ダンテの『神曲』といえば、僕にとっては、ボッカチオ『デカメロン』と並んで「世界史の試験対策としてタイトルは記憶している作品のひとつ」なんですよね。

 14世紀にダンテによって記された叙事詩神曲』。ダンテが、古代の詩人や天使たちと対話しながら、地獄、煉獄、天国といった死の世界をめぐるという壮大な物語は、ときに「世界文学の最高傑作」とも称され、多くの読者に読み継がれ、何世紀もの間、芸術家や詩人たちにインスピレーションを与え、様々なことばに訳されてきた。

ダンテが地獄めぐりをする話」というくらいの知識しかなくて(というかこれ、間違った知識なんですが)、まあ、そんな昔の本、読まなくてもいいよね、と思っていたのです。
ところが先日、岡田斗司夫さんが、新書「『風立ちぬ』を語る」のなかで、こんな解説をされていたのを読みました。

風立ちぬ』を理解するには、演技を見るだけでなく、教養も求められます。
 ラストシーンで、二郎とカプローニは丘の上に立っていますが、これは何を指しているのでしょうか。
 鈴木敏夫プロデューサーがインタビューで語っていたのですが、あの丘は「煉獄」を表しているのだそうです。煉獄とは、ダンテの叙事詩神曲』に出てくる、地獄と天国の間にある世界です。
 宮崎駿監督が絵コンテまで描いていた本来のラストシーンは、二郎とカプローニはともに死んでいて、煉獄にいるのです。そこに菜穂子が現れて「来て」と二郎に言い、2人は一緒に空に消えていくというものでした。これは、地獄に落ちた『神曲』の主人公ダンテが、清らかな美少女ベアトリーチェの祈りによって救済される様子をモチーフにしています。
 宮崎駿監督は、観客がダンテの『神曲』を読んでいることを前提にしているのです。
 鈴木敏夫は悩んだ結果、菜穂子のセリフを「来て」から「生きて」に変え、煉獄のイメージを薄めました。

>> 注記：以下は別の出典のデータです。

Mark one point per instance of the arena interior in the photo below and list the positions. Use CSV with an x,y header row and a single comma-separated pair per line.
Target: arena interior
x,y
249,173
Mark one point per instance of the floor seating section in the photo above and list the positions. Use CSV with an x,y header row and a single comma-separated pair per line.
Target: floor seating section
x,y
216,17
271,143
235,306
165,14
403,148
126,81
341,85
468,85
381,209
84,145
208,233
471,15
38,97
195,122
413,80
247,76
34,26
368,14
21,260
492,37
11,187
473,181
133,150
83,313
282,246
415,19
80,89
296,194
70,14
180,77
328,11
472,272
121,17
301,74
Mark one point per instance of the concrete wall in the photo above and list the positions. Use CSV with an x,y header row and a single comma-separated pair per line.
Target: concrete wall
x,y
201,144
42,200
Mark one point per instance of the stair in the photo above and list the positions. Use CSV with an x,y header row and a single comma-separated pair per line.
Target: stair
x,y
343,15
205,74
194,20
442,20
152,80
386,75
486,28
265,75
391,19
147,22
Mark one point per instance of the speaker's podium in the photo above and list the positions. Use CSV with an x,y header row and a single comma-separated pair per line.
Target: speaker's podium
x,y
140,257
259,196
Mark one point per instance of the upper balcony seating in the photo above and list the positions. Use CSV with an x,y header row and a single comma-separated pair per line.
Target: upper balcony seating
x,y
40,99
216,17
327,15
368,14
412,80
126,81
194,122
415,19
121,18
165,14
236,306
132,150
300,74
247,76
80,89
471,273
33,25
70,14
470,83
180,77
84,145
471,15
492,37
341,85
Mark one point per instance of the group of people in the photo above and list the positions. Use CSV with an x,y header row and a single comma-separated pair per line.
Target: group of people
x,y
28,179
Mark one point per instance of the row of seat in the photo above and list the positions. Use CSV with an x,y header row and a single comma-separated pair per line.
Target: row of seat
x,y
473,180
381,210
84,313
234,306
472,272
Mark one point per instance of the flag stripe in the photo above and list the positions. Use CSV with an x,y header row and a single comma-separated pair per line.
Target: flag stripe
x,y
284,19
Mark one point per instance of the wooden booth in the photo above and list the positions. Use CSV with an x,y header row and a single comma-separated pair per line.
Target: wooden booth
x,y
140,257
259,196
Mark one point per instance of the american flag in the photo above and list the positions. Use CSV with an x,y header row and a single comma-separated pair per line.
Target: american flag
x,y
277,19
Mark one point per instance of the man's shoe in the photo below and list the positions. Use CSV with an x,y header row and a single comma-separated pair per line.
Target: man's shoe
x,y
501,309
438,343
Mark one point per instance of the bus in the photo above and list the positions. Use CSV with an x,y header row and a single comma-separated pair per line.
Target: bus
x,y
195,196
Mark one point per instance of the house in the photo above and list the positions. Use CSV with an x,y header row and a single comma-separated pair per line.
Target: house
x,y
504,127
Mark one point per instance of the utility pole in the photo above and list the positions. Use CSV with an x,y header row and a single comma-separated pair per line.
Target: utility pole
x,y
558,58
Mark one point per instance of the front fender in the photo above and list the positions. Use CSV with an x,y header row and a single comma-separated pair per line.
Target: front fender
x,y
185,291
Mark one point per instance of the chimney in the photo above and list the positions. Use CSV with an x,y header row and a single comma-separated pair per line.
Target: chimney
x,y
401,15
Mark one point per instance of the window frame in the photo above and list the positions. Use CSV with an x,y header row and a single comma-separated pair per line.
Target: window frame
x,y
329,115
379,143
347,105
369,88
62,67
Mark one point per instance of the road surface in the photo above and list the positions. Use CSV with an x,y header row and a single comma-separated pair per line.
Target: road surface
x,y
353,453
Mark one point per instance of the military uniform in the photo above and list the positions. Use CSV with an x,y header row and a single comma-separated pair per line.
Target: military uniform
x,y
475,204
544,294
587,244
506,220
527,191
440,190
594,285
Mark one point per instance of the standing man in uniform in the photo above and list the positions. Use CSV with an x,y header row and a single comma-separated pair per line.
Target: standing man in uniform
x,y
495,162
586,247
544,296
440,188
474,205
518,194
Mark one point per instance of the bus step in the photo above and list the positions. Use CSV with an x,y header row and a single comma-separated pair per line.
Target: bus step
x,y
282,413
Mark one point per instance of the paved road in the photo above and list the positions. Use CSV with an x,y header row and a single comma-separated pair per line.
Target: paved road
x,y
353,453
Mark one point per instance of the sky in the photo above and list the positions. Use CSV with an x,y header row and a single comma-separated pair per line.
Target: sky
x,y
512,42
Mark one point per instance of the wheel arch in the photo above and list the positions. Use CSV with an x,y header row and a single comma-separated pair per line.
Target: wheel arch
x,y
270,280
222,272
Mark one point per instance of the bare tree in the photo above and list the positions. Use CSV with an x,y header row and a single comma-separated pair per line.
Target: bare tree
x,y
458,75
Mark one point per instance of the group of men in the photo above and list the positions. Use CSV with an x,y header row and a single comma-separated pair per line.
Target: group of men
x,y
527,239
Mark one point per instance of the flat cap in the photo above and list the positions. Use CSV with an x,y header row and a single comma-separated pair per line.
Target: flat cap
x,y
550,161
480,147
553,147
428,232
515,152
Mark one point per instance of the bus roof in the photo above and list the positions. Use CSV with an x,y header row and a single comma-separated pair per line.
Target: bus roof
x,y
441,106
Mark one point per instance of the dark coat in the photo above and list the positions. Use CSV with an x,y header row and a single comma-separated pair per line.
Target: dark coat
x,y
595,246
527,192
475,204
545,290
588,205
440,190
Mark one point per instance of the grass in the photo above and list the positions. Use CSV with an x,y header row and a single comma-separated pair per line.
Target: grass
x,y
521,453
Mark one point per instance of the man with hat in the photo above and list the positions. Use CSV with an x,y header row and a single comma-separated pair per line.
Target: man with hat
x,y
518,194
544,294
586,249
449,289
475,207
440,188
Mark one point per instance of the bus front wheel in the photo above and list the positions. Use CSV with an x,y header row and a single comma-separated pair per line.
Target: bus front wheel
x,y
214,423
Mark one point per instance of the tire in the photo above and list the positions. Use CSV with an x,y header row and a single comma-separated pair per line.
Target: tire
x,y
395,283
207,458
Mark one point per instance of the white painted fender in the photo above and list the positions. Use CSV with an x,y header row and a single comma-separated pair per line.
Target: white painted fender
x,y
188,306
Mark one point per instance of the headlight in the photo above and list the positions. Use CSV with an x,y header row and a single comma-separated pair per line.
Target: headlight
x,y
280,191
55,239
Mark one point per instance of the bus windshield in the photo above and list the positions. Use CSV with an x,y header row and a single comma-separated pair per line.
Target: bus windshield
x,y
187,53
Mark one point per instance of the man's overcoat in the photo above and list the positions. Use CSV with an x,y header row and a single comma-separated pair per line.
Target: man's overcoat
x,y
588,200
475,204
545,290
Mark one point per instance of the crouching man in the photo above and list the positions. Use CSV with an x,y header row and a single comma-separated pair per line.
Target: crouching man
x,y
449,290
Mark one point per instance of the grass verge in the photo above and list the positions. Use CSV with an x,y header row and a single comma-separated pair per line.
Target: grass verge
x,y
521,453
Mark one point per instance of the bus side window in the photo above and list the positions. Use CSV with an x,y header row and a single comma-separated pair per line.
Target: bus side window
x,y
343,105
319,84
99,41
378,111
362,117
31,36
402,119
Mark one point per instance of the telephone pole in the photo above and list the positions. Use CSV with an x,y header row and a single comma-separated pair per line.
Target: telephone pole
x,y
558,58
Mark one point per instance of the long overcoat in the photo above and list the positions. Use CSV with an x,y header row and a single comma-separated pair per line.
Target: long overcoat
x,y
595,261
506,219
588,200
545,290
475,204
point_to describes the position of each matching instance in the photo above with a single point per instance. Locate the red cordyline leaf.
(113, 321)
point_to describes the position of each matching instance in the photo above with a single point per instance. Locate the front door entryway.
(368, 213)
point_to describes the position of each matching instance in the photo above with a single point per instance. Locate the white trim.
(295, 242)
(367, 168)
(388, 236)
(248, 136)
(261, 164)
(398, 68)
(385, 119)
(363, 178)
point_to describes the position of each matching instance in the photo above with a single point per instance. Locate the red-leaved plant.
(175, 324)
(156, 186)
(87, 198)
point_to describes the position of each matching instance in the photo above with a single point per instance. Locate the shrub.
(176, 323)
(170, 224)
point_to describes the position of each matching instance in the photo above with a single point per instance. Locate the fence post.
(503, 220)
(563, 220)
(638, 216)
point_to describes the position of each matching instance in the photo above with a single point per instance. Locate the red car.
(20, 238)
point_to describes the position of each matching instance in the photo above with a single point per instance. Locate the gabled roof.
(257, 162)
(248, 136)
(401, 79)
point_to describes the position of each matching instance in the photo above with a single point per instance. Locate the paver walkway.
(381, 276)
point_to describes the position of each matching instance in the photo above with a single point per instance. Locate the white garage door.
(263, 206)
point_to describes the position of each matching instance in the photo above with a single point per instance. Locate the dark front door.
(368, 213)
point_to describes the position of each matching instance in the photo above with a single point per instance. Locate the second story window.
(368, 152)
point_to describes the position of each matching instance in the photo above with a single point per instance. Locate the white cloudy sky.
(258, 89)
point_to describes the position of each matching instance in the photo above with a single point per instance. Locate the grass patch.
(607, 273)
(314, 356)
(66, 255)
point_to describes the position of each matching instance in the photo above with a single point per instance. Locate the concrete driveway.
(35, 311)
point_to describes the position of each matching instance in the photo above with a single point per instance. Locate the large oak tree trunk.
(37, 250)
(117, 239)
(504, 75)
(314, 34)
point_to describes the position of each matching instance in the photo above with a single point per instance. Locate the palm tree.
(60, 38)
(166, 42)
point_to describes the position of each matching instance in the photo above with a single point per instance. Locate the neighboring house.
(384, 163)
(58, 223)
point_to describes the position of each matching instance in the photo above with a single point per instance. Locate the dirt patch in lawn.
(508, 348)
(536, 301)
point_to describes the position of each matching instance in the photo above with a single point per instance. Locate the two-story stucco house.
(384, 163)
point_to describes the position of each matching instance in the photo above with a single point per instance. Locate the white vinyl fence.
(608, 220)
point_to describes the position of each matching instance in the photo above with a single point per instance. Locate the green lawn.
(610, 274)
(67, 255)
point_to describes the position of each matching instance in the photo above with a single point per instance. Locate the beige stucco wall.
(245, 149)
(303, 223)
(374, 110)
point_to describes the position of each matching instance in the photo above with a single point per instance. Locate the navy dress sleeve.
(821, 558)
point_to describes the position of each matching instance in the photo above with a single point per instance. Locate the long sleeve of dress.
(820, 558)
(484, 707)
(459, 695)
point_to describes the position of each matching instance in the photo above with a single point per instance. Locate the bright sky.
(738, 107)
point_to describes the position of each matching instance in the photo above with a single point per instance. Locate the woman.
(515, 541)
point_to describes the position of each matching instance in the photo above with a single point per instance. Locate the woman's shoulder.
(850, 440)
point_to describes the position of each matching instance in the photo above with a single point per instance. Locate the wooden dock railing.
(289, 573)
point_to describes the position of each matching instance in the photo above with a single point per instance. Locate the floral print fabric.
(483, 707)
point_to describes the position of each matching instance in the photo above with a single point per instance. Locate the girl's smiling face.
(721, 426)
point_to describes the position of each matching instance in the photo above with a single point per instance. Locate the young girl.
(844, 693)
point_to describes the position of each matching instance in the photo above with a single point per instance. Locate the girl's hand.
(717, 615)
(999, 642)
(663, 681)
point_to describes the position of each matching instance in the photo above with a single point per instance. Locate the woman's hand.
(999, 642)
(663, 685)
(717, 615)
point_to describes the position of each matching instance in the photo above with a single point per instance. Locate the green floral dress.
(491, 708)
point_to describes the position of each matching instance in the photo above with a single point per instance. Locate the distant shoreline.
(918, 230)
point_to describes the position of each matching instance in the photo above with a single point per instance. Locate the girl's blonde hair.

 これを読んで、「ああ、『神曲』って、過去の遺物じゃなくて、宮崎駿監督が引用するほど、活きた作品なのだな」と思い知らされたのです。
 宮崎駿監督も、いまの日本の観客の大部分が『神曲』の題名とダンテという作者名くらいしか知らないことは、わかっていたと思うのですが。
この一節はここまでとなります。